El Tribunal Supremo envida a la grande y anuncia órdago. Esta vez contra la Mesa del Congreso de los Diputados y la presidenta de la Cámara, Meritxell Batet. Aprovecho para mandarle fuerzas y coraje porque en esta época de batallas soterradas, de luchas por el poder encubiertas, de empoderamiento de las togas por encima de cualquier cosa y por debajo sólo de Dios, ya es hora de ir recordando que en una democracia Dios sólo existe en forma de Soberanía Nacional. El pueblo es Su Señoría, no sé si entienden sus señorías. Y tanto que claman por Montesquieu, no olviden nunca que cuando numeró sus poderes, del primero al tercero, no lo hizo por capricho. El Primer Poder en un estado democrático es el emanado directamente del pueblo, la sede de la soberanía popular, el legislativo, el Parlamento, sí, esa cosa que las gentes eligen directísimamente. El Primer Poder es el poder por excelencia, el poder irrenunciable, el poder democráticamente divino. El Tercer Poder, entiéndanlo, es una forma de hablar, el no poder según el propio Montesquieu que señala y nombra al Poder Judicial como tercer poder y, además, como el no poder en el sentido de que es un contrapeso imprescindible pero no un poder en pie de igualdad con los otros, habida cuenta de que no emana directamente de la sacrosanta soberanía popular. “La formule de Montesquieu pour qui le juge n'avait pas de pouvoir par lui-même. Son pouvoir était en quelque sorte nul”, por favor, lean a los estudiosos en lenguaje original. El no poder, ese es el tercer poder.
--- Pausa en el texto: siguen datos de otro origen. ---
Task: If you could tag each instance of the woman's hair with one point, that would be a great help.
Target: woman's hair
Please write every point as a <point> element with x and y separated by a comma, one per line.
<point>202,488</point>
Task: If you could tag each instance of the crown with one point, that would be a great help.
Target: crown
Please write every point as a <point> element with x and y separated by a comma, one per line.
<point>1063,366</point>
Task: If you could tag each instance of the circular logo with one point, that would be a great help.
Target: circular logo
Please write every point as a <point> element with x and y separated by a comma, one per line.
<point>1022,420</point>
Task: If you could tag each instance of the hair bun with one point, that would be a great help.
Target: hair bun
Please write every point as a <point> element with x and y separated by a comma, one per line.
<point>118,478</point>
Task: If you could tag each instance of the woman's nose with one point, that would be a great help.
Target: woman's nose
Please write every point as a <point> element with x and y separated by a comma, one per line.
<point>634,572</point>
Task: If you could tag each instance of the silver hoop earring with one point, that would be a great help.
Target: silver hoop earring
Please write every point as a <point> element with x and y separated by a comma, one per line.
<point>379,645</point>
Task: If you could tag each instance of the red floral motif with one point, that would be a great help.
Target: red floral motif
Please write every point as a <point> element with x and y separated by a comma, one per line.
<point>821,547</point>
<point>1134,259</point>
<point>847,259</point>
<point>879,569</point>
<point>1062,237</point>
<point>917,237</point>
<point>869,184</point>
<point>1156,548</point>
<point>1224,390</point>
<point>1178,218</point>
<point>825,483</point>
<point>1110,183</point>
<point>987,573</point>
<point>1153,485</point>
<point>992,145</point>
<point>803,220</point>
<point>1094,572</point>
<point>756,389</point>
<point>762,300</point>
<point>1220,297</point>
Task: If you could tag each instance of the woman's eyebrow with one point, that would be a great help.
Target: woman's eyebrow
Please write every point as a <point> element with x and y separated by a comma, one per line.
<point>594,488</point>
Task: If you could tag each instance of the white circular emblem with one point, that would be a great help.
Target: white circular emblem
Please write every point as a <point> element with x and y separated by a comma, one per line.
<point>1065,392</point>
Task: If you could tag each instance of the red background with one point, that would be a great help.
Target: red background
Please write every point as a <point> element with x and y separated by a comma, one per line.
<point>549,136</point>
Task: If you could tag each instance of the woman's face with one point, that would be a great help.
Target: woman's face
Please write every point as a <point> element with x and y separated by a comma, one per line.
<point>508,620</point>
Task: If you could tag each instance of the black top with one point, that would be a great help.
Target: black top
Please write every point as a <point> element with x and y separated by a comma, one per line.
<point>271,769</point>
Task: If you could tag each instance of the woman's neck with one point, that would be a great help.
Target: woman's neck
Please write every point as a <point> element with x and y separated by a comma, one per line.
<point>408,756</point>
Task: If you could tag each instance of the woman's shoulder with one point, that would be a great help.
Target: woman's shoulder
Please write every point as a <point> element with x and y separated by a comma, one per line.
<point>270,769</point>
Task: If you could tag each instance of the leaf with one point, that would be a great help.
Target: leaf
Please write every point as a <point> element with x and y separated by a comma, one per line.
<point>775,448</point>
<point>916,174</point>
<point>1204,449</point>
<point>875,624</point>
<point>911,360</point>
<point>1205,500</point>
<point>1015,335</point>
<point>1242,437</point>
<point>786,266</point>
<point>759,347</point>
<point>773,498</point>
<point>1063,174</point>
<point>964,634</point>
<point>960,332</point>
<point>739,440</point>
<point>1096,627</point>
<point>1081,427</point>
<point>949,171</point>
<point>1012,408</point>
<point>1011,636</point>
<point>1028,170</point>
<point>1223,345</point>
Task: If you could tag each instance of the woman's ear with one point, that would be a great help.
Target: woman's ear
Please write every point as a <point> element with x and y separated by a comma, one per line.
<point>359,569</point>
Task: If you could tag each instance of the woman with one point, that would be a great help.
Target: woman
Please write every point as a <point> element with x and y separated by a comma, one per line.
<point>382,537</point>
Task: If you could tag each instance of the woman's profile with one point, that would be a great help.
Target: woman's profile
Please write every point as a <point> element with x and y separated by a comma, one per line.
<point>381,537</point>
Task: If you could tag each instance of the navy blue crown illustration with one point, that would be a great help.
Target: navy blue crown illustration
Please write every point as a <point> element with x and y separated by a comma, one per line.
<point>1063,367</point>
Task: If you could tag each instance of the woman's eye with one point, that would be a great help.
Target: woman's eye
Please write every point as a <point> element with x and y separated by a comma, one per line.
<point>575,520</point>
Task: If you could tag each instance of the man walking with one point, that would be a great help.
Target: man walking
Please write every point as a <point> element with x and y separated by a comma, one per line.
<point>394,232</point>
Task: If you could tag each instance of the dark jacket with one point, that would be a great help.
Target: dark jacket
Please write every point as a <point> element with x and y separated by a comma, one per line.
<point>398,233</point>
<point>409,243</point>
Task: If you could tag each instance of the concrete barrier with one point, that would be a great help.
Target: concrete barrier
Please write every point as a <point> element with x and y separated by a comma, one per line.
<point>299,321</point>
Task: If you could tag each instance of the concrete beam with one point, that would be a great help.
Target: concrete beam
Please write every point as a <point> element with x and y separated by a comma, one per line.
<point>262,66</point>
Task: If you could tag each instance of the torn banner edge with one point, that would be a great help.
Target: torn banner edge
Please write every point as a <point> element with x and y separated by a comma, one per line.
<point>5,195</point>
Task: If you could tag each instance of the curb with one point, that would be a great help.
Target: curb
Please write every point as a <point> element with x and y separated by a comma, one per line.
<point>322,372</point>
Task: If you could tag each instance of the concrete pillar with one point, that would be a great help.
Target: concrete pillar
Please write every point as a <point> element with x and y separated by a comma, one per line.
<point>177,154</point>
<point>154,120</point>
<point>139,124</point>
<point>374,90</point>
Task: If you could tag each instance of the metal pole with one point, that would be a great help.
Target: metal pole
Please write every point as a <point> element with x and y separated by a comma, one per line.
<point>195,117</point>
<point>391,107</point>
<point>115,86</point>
En España se nos ha puesto estupendo y ya no sólo no es el no-poder sino que apunta con ganas de independizarse de todos y no ser el tercero sino el único. Es el problema de dejar hacer cuando nos parece que es útil. Primero fueron las modificaciones legales para impedir que miembros de ETA condenados sin sentencia firme se pudieran seguir presentando a las elecciones u ostentado representación -lo cual ya era un sapo- y después vinieron los catalanes, que también eran rebeldes peligrosísimos con los que todo cabía, si era por guardar el reino. De aquellos polvos ha llegado el mensaje de que cualquier condena penal, de la índole y gravedad que sea, sirve para arrebatarle el acta a un electo y, de ello se sigue que, si consigues una condena leve contra cualquier diputado puedes arrebatarle el mandato que las urnas, el pueblo, la soberanía nacional le dieron. Y eso, señores, en democracia merece una vuelta. 

El caso del diputado Alberto Rodríguez, sea del partido rastas o del engominado, es proverbial y aplaudo desde aquí que el Congreso no haya entrado en el juego previsto de dejar que una Junta Electoral -en periodo no electoral y con miembros designados por los partidos, que ya hemos visto a qué mayoría pertenecen- tenga el placer de llevar a destino el objetivo fijado: arrebatar al diputado su sacrosanta acta. Sí, señorías, tan sacrosanta o más sacrosanta que su toga y eso es lo que no terminan de entender. Ustedes pueden ser la pera pero un diputado, directamente, es la repera. Ya me entienden. 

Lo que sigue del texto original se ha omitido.